Segundo o delegado Bruno Abreu, da Delegacia de Homicídios e Proteção à Pessoa (DHPP), Ana Cristina foi encontrada ferida e encaminhada para atendimento médico. Apesar dos esforços da equipe de socorro, ela não resistiu à gravidade do ferimento e morreu posteriormente.

A polícia foi acionada após o crime, mas, quando chegou ao endereço, a jovem já havia sido levada para uma unidade de saúde. Por conta disso, os trabalhos periciais precisaram ser realizados posteriormente no imóvel. Conforme o delegado, o ambiente não estava preservado quando as equipes chegaram.

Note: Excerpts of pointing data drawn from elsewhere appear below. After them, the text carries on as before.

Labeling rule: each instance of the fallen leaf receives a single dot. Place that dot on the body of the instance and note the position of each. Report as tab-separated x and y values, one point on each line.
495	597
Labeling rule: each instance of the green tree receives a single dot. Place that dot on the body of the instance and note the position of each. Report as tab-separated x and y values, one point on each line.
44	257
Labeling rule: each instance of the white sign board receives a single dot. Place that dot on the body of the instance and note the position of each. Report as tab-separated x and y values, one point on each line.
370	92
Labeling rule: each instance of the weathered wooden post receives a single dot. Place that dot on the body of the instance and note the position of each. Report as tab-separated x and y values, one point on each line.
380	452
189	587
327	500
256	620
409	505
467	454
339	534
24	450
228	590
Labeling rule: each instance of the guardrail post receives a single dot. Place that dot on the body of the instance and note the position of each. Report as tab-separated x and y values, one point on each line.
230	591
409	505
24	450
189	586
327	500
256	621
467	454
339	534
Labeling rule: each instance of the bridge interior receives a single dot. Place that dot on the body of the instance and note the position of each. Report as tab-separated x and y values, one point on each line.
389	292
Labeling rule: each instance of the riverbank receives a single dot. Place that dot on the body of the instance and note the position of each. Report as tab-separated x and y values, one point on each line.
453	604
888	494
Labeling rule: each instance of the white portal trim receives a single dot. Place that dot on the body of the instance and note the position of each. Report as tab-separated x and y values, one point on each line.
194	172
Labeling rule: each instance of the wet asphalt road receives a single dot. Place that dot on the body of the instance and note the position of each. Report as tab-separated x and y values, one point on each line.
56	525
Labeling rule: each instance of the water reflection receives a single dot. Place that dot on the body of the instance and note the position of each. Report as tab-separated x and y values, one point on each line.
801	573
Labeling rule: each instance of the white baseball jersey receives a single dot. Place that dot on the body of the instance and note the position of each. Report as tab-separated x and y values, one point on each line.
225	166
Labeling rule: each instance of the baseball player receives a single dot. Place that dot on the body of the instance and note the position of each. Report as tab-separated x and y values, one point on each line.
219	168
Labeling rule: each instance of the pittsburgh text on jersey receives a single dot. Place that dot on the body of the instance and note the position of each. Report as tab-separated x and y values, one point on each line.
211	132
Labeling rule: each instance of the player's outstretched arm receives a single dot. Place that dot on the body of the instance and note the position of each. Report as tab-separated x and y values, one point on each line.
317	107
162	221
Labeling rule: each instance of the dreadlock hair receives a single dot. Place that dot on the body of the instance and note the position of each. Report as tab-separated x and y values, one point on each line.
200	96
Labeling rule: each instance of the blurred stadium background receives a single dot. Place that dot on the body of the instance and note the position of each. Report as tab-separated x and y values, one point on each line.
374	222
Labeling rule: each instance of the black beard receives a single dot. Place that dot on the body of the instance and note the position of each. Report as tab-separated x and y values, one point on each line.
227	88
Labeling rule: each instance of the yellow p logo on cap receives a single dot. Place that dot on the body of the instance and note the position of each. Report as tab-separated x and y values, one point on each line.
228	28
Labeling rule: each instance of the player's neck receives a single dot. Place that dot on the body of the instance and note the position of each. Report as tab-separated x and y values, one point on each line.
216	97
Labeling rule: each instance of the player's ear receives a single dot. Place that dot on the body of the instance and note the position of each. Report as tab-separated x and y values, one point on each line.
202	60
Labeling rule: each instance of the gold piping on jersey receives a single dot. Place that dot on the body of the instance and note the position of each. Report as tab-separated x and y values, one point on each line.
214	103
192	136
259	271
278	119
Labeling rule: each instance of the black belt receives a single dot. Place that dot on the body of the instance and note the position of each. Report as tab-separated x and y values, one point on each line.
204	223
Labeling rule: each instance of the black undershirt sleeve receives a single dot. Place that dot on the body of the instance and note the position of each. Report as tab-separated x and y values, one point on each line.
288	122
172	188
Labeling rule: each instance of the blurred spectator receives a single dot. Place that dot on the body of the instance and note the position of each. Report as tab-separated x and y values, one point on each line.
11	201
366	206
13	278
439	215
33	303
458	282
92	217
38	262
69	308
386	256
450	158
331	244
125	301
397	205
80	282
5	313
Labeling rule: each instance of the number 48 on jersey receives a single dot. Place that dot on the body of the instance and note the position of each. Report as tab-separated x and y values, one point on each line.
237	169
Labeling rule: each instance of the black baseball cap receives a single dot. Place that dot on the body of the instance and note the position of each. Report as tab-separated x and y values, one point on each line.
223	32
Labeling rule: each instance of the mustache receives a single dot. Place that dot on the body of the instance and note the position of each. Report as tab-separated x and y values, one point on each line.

Informações repassadas por testemunhas apontam que o suspeito teria chegado à casa por volta das 5h. Ele teria efetuado o disparo contra Ana Cristina e deixado o imóvel logo depois. Antes de sair, teria trancado a residência e fugido em uma motocicleta.

Durante a perícia, os investigadores localizaram uma mala contendo roupas, que já estaria pronta para uma suposta viagem. Para a polícia, o objeto pode estar relacionado a uma tentativa de criar uma versão de que o suspeito estaria longe de Cuiabá na data do crime.

Ana Cristina e “Pépi” estariam tentando reatar o relacionamento. O casal tinha um filho pequeno, de cerca de 2 ou 3 anos. A criança estava na residência e, segundo as informações, presenciou o assassinato da mãe.

Equipes das polícias Militar e Civil realizam buscas para localizar o suspeito. Os investigadores já possuem fotografias e outras informações que podem auxiliar na identificação e localização do homem.

A Polícia Civil não divulgou quais seriam os possíveis destinos de fuga para não comprometer a estratégia montada para prendê-lo. Caso o suspeito não seja encontrado em situação de flagrante, os oficiais devem solicitar a prisão preventiva do suspeito à Justiça.